Ela tá lá. Não se esconde, por que não é vista. Como um buraco negro, sei que ainda existe pois me atrai poderosamente. Mas diferente disso, ainda posso regressar a um lugar seguro e te observar esperando um raio de atrevimento.  

31.1.16

Unfamiliar paths. Meu caminho segue entre um texto final que não suporto mais, uma vida sem um desejo que valha, e pensar o próprio caminho.

Meio insônia e meio desejo durante os últimos dias. Mas nada que justifique. Uma sombra que posso tocar de alguma coisa.
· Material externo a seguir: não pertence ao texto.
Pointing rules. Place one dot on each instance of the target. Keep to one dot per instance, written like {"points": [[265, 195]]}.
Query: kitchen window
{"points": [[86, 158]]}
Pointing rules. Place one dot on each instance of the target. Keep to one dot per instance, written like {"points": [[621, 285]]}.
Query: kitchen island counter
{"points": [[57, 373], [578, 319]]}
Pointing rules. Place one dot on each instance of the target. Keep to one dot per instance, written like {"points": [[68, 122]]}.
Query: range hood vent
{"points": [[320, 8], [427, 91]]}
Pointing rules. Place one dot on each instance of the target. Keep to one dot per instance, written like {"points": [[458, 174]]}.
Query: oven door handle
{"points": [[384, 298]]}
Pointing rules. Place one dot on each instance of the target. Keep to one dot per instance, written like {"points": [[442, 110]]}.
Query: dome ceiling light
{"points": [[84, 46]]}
Aquela moça solitária no meio do salão. Ela dança bem. Recebe convites a cada música. Gentilmente, lhe estendo a mão e, como sempre àquela época, a música acaba. Era a mais intensa, porém a mais curta. Hoje, não só ela me faz questionar o que há para mim nessa vida. A alegria do carnaval está aqui do lado. Os blocos e a cerveja.
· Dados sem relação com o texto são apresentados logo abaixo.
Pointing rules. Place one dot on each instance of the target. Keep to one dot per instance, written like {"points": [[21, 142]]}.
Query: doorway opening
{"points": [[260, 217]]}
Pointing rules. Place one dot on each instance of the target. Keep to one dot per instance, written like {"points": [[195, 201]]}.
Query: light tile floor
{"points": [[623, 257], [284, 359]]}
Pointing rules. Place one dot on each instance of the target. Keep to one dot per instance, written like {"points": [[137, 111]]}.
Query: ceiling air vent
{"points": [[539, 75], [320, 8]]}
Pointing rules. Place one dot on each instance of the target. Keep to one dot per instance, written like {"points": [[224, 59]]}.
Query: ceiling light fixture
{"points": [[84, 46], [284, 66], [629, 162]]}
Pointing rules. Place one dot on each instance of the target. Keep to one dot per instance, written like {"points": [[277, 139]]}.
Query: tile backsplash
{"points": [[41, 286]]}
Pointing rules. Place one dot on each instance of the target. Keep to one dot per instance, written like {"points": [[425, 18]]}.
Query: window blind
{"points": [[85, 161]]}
Acordo. Acordo a noite e abro a porta do quarto para vê-la. Me deparo com a noite sem uma nuvem sequer, e também sem estrela. É possível. Como da vez que tentei voar e não havia ar para me sustentar. Como da vez que te abracei e acabei por apertar meu próprio peito.

18.1.16

Um desejo mantido, não usado, conserva por muito tempo sua força primeira. Tive outra prova essa semana passada. Uma amiga acabou por confessar isso a mim. O desejo de anos atrás sempre se renova a cada nova conversa esporádica que temos sempre. Da minha parte é o mesmo. Nunca muda, só as circunstâncias que nos envolvem. Não estamos sós, ela principalmente nunca esteve só, mas sempre pelo destino nunca nos encontramos livres do peso moral de um relacionamento. Propus um trato. Seríamos os próximos na linha sucessória. Ela aceitou, e me convidou para uma cerveja, na próxima semana, para gozarmos nossa maturidade e conversar como sempre.

9.1.16

O fumo. A nicotina, a cannabis.
O álcool. A cerveja - de milho, óbvio -, o conhaque, a cachaça.
Bife de figado acebolado, vagina e pelos na boca.
Tudo tão esperado, tudo tão desejado. Sexo não entra? Sim, mas depois de uma idade, é um universo a parte. A procura da parceira ideal não se inicia nos bares. O tal do transcendental, aquilo que está bem ali mas não podemos experienciar antes nós mesmos, entende?

1.1.16

Como o tempo engole as pessoas... E a mente cria outras para ocupar o lugar, inexoravelmente.

24.12.15

Essa moralidade toda que me reveste. Por que me ocupar de respeitar todos os contratos firmados que me matam a vida de tanto tédio. Merda de objetivos. Merda de títulos, merda de amores que escolhi para minha vida. Merda de não ficar, poder ficar, no limite mínimo sem me culpar. Não falo da merda da vida simples, merda de viver sem dinheiro. A merda toda é justamente não poder acabar com os restos de meus dias fazendo uma merda qualquer. Essa moralidade que me mata de fora pra dentro. Não nasci com isso nas minhas vísceras. Não vai haver alívio para mim. Nem cerveja suficiente, nem na merda dos bares frescos do maleta, nem nos butecos de verdade.

notas de um dia de cão. esse é o nome do livro. um livro a duas mãos.